Do you worry about personal space on the train?

So Why Are We So Afraid To Speak Up When Our Personal Space Is Being Violated?

We are already experiencing anxiety from the offender’s aggressive behavior. Plus (especially for women), we feel like others will judge us as rude if we speak up. On public transportation, it’s also possible that an offender will follow you off the train. That’s not something I would want, especially not if I was getting into my car alone or walking several blocks to my destination.

Solutions To Public Transit/Personal Space Problems

Many others have dealt with this issue and I’ve seen a lot of women in particular share personal experiences online, and one such account on Facebook actually prompted me to write this. Even when it’s being joked about, the fear is real. A small minority of men do feel that they can just expand in a seat, take up space, trap you between their leg and a surface – or worse, trap you in an unwanted conversation while they expect you to sit there as they leer at you.

Two women have come up with solutions to this problem: the spiky dress and the expandable dress. Kathleen McDermott, inventor of the dress, said she did it because she “began to look for ways women could take more ownership over their personal space in public.”

According to the Daily Mail:

“Indeed, The New York Times reported a major New York transit hearing in 2009, which found that sexual harassment is the number one offense which ‘affects the quality of urban life’ on subways. Police said the peak times for those arrests was during morning and afternoon rush hours.

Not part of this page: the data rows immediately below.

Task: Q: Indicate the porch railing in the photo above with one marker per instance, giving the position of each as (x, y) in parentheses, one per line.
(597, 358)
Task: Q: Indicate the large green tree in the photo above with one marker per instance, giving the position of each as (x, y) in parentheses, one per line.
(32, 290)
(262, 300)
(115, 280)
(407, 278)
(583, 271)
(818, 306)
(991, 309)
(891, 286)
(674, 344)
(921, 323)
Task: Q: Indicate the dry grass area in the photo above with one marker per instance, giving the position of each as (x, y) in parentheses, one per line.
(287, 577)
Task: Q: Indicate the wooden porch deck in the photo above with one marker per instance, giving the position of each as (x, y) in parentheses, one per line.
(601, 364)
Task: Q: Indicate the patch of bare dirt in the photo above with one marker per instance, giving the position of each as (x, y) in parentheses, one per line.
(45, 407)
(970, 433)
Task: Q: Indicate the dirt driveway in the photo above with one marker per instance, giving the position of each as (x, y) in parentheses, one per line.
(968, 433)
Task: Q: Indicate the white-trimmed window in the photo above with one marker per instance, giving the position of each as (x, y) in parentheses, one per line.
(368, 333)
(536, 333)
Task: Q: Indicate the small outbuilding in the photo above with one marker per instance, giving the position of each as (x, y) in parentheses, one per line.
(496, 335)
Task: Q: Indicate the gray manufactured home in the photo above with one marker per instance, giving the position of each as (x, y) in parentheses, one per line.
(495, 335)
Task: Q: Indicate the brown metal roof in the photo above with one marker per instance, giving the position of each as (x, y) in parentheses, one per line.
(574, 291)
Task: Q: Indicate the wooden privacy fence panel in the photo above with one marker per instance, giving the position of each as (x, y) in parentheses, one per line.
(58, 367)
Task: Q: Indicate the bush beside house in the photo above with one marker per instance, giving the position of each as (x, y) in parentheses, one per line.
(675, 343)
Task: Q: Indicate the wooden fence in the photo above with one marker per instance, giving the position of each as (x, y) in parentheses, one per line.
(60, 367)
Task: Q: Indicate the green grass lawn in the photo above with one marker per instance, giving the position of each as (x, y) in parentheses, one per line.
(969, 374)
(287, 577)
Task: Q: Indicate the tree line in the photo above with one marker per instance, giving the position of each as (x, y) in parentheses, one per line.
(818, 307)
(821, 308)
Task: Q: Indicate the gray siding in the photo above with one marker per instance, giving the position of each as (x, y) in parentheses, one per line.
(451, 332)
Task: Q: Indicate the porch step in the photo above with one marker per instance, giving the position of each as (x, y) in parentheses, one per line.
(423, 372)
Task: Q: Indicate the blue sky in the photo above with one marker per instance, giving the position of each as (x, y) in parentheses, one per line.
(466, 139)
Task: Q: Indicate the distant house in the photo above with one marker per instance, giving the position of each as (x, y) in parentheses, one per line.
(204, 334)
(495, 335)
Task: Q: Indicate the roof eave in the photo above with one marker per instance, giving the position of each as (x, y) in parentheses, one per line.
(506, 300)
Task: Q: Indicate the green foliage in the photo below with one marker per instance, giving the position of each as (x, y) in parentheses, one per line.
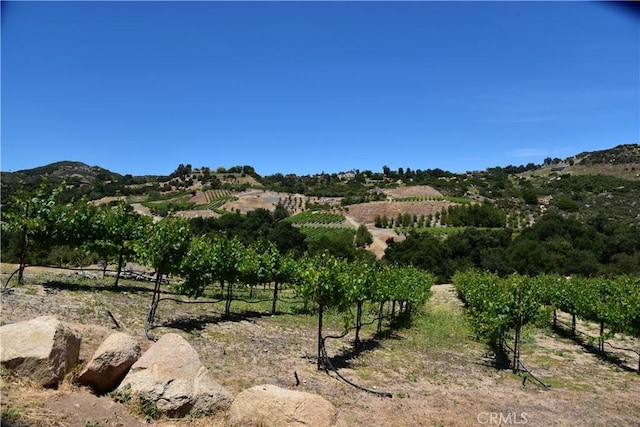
(496, 305)
(164, 244)
(121, 395)
(474, 215)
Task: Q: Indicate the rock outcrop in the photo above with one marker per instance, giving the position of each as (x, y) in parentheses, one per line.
(272, 406)
(171, 375)
(43, 349)
(110, 362)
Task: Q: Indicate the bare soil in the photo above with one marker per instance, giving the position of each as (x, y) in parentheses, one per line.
(438, 375)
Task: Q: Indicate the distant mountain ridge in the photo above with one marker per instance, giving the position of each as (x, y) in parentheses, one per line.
(624, 154)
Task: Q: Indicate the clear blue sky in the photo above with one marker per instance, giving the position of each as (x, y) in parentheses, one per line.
(307, 87)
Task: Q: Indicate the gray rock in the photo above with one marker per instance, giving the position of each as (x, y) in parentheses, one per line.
(171, 375)
(110, 362)
(43, 349)
(272, 406)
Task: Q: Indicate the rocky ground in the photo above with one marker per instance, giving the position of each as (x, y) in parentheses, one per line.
(438, 374)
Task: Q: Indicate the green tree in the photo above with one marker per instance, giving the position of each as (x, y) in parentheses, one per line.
(33, 217)
(164, 246)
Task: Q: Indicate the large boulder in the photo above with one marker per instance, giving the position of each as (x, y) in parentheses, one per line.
(110, 362)
(43, 349)
(171, 375)
(269, 405)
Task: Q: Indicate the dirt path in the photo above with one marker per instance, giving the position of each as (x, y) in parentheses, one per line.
(380, 236)
(436, 369)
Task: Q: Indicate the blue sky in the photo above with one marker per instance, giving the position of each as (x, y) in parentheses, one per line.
(307, 87)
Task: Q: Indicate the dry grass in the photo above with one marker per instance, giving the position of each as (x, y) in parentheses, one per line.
(435, 369)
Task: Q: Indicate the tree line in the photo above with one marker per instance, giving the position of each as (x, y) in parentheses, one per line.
(554, 244)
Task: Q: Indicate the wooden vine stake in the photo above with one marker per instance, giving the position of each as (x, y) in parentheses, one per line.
(516, 344)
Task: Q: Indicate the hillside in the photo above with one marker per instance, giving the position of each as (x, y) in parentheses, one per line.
(585, 186)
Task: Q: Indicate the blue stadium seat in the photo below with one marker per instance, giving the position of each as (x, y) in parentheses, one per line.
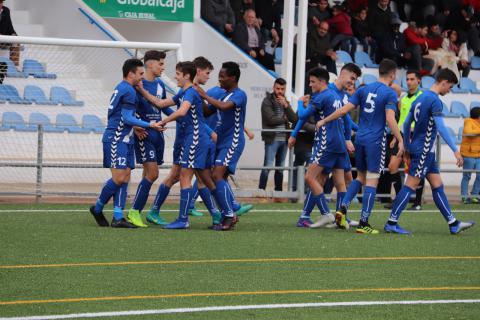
(427, 82)
(36, 69)
(458, 108)
(37, 118)
(369, 78)
(11, 69)
(61, 95)
(93, 123)
(67, 122)
(13, 120)
(363, 59)
(35, 94)
(344, 57)
(9, 93)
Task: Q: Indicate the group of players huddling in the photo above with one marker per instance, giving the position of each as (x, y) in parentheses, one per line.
(209, 141)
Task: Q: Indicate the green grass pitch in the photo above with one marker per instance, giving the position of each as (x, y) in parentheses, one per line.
(266, 260)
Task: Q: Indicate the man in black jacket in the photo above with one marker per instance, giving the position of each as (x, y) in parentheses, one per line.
(276, 114)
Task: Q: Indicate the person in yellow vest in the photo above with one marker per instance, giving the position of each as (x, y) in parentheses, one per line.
(470, 150)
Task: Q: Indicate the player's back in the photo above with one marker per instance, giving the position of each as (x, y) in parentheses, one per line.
(374, 99)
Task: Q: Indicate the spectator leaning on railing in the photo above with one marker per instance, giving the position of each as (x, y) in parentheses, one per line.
(470, 150)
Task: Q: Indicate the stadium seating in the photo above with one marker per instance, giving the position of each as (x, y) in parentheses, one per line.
(9, 93)
(62, 96)
(93, 123)
(363, 59)
(41, 119)
(67, 122)
(11, 69)
(458, 108)
(35, 94)
(36, 69)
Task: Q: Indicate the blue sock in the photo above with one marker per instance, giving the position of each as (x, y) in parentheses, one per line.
(442, 204)
(401, 201)
(322, 204)
(235, 205)
(352, 191)
(222, 198)
(208, 200)
(162, 194)
(191, 206)
(185, 199)
(367, 203)
(107, 192)
(308, 205)
(141, 197)
(340, 197)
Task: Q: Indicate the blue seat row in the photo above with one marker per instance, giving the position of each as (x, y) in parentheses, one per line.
(63, 122)
(34, 94)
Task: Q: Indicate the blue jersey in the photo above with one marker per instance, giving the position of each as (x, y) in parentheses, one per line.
(427, 106)
(124, 97)
(374, 99)
(232, 121)
(330, 136)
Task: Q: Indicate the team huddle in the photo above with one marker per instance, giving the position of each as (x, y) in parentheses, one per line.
(210, 139)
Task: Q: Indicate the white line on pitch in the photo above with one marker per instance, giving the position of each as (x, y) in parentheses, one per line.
(245, 307)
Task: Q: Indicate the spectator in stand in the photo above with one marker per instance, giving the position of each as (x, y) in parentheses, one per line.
(277, 114)
(362, 33)
(319, 49)
(470, 150)
(341, 27)
(219, 14)
(6, 29)
(248, 37)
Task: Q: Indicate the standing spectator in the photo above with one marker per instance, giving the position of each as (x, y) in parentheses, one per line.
(276, 114)
(219, 14)
(248, 37)
(6, 29)
(470, 150)
(319, 49)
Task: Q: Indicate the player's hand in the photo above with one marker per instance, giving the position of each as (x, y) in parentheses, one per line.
(459, 158)
(350, 146)
(291, 142)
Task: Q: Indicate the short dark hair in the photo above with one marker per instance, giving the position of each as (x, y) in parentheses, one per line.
(202, 63)
(415, 72)
(387, 66)
(154, 55)
(352, 67)
(446, 74)
(187, 67)
(280, 81)
(319, 73)
(233, 69)
(131, 65)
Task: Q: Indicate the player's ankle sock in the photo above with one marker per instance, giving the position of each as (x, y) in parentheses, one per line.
(107, 192)
(207, 200)
(340, 197)
(400, 203)
(367, 202)
(352, 191)
(309, 204)
(162, 194)
(185, 198)
(322, 204)
(141, 197)
(442, 204)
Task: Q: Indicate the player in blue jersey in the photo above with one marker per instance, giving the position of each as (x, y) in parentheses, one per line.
(420, 144)
(329, 150)
(150, 144)
(118, 153)
(378, 103)
(230, 140)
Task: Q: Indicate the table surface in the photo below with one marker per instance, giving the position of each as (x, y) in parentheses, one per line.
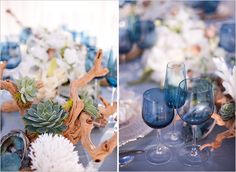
(11, 121)
(222, 159)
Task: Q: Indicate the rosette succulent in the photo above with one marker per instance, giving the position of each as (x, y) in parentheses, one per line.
(89, 107)
(45, 117)
(27, 89)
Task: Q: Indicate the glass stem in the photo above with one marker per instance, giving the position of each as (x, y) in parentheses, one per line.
(159, 141)
(173, 125)
(194, 144)
(96, 90)
(113, 94)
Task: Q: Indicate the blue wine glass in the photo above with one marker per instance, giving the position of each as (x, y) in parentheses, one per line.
(10, 52)
(111, 77)
(227, 37)
(208, 7)
(144, 33)
(197, 108)
(156, 114)
(175, 73)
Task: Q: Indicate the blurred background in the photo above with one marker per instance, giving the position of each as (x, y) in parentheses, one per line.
(95, 18)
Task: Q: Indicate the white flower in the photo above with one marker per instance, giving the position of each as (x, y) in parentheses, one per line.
(39, 52)
(228, 77)
(50, 153)
(70, 55)
(58, 39)
(181, 37)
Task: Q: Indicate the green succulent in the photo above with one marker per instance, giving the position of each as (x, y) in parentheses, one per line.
(227, 111)
(45, 117)
(89, 107)
(27, 89)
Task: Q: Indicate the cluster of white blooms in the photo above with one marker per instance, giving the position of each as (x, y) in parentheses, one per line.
(52, 57)
(53, 153)
(228, 76)
(183, 37)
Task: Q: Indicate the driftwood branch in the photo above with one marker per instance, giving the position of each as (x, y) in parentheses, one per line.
(230, 133)
(81, 124)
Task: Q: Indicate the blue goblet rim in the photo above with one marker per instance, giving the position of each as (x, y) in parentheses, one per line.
(209, 85)
(171, 64)
(146, 98)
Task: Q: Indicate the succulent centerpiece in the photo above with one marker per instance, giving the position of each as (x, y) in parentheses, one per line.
(74, 120)
(27, 90)
(45, 117)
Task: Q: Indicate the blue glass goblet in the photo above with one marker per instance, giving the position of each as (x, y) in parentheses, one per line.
(125, 42)
(197, 108)
(10, 52)
(208, 7)
(175, 73)
(156, 114)
(227, 37)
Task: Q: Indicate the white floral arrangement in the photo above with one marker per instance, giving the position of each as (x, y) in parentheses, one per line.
(228, 76)
(54, 153)
(53, 58)
(183, 37)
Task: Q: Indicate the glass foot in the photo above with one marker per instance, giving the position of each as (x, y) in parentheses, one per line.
(192, 156)
(158, 155)
(173, 139)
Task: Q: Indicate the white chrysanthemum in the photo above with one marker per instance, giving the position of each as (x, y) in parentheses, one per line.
(50, 153)
(181, 36)
(228, 77)
(70, 55)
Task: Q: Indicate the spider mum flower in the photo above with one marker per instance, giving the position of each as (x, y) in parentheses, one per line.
(54, 153)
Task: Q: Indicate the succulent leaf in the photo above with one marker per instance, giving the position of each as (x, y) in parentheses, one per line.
(89, 106)
(45, 117)
(27, 88)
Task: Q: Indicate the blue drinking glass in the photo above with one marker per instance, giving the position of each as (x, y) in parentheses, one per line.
(197, 108)
(10, 52)
(208, 7)
(175, 73)
(144, 33)
(111, 77)
(156, 114)
(227, 37)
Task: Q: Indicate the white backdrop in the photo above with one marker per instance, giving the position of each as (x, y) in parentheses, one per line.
(98, 18)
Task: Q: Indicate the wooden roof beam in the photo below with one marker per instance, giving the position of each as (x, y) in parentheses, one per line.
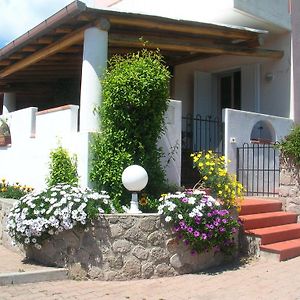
(171, 26)
(187, 46)
(63, 43)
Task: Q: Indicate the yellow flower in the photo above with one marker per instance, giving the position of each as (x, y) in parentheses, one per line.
(143, 201)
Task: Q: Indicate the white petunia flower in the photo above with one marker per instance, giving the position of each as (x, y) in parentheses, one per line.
(168, 219)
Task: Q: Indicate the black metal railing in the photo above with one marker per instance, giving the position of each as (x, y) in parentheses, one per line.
(202, 134)
(198, 134)
(258, 169)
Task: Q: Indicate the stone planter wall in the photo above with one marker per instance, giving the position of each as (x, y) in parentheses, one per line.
(5, 240)
(289, 190)
(120, 247)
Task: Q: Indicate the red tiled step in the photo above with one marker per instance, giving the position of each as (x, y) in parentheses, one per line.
(286, 249)
(268, 219)
(255, 206)
(276, 234)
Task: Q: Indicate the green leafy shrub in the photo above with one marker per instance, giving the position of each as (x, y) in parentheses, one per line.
(214, 175)
(13, 191)
(39, 215)
(135, 93)
(199, 221)
(290, 145)
(63, 167)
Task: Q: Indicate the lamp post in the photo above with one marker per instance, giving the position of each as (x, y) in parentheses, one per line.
(134, 178)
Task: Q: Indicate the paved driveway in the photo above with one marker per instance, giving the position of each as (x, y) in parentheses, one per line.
(255, 280)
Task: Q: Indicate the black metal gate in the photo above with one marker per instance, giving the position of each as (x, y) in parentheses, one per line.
(198, 134)
(258, 169)
(202, 134)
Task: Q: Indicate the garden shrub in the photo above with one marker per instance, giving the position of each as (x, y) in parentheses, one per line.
(39, 215)
(199, 221)
(214, 175)
(63, 167)
(290, 145)
(14, 190)
(135, 99)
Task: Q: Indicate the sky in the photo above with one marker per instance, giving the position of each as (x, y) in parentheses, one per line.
(19, 16)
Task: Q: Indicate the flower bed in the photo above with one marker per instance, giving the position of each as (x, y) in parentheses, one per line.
(200, 221)
(65, 226)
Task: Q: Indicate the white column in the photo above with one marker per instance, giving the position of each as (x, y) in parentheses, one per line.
(95, 50)
(9, 103)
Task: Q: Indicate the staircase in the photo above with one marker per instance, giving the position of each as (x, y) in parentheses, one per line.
(269, 231)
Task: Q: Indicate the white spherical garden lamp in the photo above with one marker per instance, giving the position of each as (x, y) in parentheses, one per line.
(134, 178)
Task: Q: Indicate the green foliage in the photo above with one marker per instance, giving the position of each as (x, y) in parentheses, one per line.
(38, 216)
(214, 175)
(63, 167)
(290, 145)
(135, 93)
(13, 191)
(200, 221)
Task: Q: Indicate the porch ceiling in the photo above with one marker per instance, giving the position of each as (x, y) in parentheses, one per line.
(53, 49)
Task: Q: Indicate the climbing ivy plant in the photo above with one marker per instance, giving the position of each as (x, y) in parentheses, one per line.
(135, 99)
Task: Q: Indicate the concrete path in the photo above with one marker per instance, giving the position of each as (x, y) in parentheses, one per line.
(14, 269)
(255, 280)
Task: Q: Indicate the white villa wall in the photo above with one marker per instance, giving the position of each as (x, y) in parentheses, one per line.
(34, 135)
(273, 95)
(170, 143)
(238, 126)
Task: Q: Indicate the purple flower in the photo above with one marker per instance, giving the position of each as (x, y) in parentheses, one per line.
(184, 200)
(217, 248)
(234, 230)
(196, 233)
(182, 225)
(216, 223)
(176, 228)
(190, 229)
(197, 220)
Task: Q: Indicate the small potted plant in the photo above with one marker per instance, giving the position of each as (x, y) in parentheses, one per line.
(5, 137)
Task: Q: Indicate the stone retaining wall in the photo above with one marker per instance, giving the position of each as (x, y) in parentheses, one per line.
(120, 247)
(5, 240)
(289, 191)
(117, 247)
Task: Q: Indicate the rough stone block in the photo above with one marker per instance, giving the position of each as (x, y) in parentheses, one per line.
(164, 269)
(116, 230)
(77, 272)
(121, 246)
(158, 255)
(147, 270)
(136, 236)
(156, 238)
(176, 262)
(132, 268)
(147, 224)
(140, 252)
(115, 261)
(96, 273)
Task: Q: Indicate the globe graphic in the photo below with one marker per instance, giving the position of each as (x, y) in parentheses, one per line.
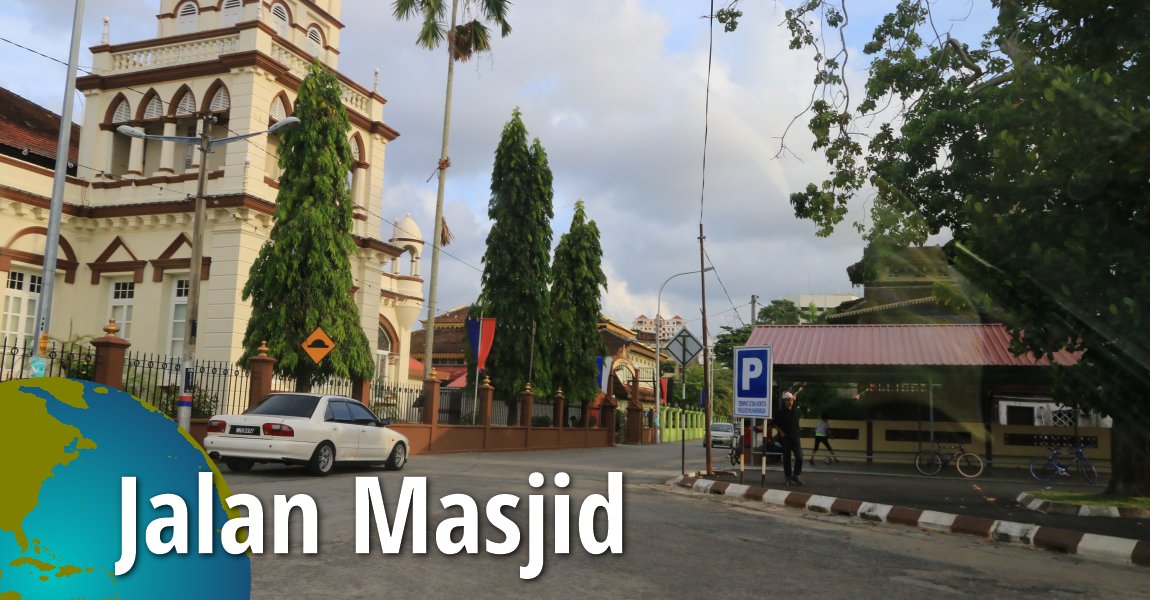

Ms McDermott’s dress, while comical to behold and admittedly entirely impractical, was designed more to establish a point than to actually manufacture and sell.” [Click here to read the full article.]

Ultimately, the most ideal solution would involve just saying something. After a long day at work, I just may muster the courage to loudly and publicly vilify the next egregious offender – or politely ask someone to stop encroaching on my space.